Teixeira Ana L, Falcao Andre O
LaSIGE, Faculty of Sciences, University of Lisbon , 1749-016 Lisbon, Portugal.
J Chem Inf Model. 2014 Jul 28;54(7):1833-49. doi: 10.1021/ci500110v. Epub 2014 Jun 25.
Structurally similar molecules tend to have similar properties, i.e. closer molecules in the molecular space are more likely to yield similar property values while distant molecules are more likely to yield different values. Based on this principle, we propose the use of a new method that takes into account the high dimensionality of the molecular space, predicting chemical, physical, or biological properties based on the most similar compounds with measured properties. This methodology uses ordinary kriging coupled with three different molecular similarity approaches (based on molecular descriptors, fingerprints, and atom matching) which creates an interpolation map over the molecular space that is capable of predicting properties/activities for diverse chemical data sets. The proposed method was tested in two data sets of diverse chemical compounds collected from the literature and preprocessed. One of the data sets contained dihydrofolate reductase inhibition activity data, and the second molecules for which aqueous solubility was known. The overall predictive results using kriging for both data sets comply with the results obtained in the literature using typical QSPR/QSAR approaches.
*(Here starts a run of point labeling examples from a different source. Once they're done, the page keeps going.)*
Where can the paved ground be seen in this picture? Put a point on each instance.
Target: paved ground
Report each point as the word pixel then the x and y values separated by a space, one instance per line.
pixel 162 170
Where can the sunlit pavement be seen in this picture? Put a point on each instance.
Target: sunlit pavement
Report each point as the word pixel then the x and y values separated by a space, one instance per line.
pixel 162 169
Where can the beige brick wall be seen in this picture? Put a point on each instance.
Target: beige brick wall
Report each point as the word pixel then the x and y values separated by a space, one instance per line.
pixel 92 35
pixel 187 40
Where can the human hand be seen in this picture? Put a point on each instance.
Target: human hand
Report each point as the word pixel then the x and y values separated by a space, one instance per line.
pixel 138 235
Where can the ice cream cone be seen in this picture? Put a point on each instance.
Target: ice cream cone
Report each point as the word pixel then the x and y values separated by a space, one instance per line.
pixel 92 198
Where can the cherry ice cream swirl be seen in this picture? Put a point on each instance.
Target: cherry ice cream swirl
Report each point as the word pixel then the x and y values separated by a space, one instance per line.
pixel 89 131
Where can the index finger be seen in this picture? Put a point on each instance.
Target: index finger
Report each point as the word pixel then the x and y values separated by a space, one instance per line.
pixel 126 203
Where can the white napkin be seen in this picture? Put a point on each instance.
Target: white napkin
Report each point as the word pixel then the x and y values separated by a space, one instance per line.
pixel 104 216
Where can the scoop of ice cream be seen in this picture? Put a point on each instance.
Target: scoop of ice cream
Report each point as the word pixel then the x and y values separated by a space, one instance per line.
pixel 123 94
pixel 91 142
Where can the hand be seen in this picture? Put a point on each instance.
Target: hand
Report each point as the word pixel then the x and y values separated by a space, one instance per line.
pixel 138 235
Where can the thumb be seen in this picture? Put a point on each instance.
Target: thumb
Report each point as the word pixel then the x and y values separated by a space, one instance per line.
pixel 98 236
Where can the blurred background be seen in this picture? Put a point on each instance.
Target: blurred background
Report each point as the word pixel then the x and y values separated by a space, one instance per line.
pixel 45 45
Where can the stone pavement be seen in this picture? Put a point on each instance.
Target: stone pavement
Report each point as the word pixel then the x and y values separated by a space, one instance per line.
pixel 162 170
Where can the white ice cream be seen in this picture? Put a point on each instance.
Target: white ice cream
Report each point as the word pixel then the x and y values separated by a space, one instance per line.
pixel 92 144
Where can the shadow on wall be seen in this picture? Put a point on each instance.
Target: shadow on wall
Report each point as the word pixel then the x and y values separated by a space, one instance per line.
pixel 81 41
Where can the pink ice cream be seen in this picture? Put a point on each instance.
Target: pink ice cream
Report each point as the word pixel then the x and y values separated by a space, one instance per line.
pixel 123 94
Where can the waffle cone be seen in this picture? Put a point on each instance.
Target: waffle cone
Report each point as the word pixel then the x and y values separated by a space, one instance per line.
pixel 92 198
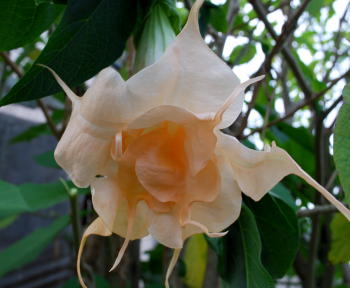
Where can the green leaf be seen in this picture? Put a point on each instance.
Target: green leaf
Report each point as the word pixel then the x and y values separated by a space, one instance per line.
pixel 195 259
pixel 7 221
pixel 31 133
pixel 281 192
pixel 314 7
pixel 243 53
pixel 91 36
pixel 279 232
pixel 340 245
pixel 21 21
pixel 47 159
pixel 310 75
pixel 30 247
pixel 217 19
pixel 99 280
pixel 342 144
pixel 31 197
pixel 240 255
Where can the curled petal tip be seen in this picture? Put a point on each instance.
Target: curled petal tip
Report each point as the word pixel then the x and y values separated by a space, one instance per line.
pixel 267 148
pixel 74 98
pixel 217 235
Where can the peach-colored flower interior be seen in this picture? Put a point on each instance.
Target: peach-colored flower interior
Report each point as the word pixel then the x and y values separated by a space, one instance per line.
pixel 167 169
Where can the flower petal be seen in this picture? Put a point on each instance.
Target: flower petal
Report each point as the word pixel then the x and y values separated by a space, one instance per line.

However, the procedure did not involve any type of descriptor selection or even minimal information about each problem, suggesting that this approach is directly applicable to a large spectrum of problems in QSAR/QSPR. Furthermore, the predictive results improve significantly with the similarity threshold between the training and testing compounds, allowing the definition of a confidence threshold of similarity and error estimation for each case inferred. The use of kriging for interpolation over the molecular metric space is independent of the training data set size, and no reparametrizations are necessary when more compounds are added or removed from the set, and increasing the size of the database will consequentially improve the quality of the estimations. Finally it is shown that this model can be used for checking the consistency of measured data and for guiding an extension of the training set by determining the regions of the molecular space for which new experimental measurements could be used to maximize the model's predictive performance.
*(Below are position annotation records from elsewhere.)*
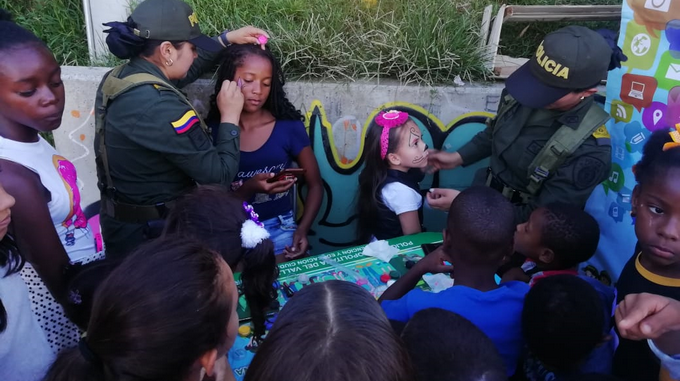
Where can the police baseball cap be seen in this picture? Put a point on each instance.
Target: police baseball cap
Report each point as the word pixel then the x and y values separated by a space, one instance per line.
pixel 568 59
pixel 170 20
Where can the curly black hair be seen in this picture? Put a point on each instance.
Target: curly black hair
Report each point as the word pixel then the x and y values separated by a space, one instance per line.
pixel 654 159
pixel 571 233
pixel 277 103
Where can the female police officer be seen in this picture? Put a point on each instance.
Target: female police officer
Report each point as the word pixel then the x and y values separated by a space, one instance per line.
pixel 547 142
pixel 151 144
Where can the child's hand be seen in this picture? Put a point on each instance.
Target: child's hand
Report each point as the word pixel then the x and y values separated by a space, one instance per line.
pixel 647 316
pixel 299 246
pixel 441 198
pixel 259 184
pixel 246 35
pixel 434 263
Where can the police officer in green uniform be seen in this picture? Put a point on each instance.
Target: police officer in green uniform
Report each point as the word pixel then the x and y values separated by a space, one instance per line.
pixel 151 144
pixel 547 142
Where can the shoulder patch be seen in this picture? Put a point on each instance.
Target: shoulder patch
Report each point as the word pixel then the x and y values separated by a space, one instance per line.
pixel 601 132
pixel 184 124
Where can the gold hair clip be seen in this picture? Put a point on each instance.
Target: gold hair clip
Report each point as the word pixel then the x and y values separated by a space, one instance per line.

结构相似的分子往往具有相似的性质,即分子空间中距离较近的分子更有可能产生相似的性质值,而距离较远的分子则更有可能产生不同的值。基于这一原理,我们提出使用一种新方法,该方法考虑到分子空间的高维性,基于具有已知性质的最相似化合物来预测化学、物理或生物学性质。这种方法使用普通克里金法结合三种不同的分子相似性方法(基于分子描述符、指纹和原子匹配),在分子空间上创建一个插值图,能够预测各种化学数据集的性质/活性。所提出的方法在从文献中收集并经过预处理的两个不同化合物数据集中进行了测试。其中一个数据集包含二氢叶酸还原酶抑制活性数据,第二个数据集包含已知水溶性的分子。使用克里金法对两个数据集进行的总体预测结果与使用典型定量结构-性质关系/定量结构-活性关系方法在文献中获得的结果一致。然而,该过程不涉及任何类型的描述符选择,甚至对每个问题的信息了解极少,这表明该方法可直接应用于定量结构-活性关系/定量结构-性质关系中的大量问题。此外,随着训练化合物和测试化合物之间相似性阈值的提高,预测结果显著改善,从而可以为每种推断情况定义相似性置信阈值和误差估计。在分子度量空间上使用克里金法进行插值与训练数据集的大小无关,当从数据集中添加或删除更多化合物时无需重新参数化,并且增加数据库的大小将相应提高估计质量。最后表明,该模型可用于检查测量数据的一致性,并通过确定分子空间中可用于新实验测量以最大化模型预测性能的区域来指导训练集的扩展。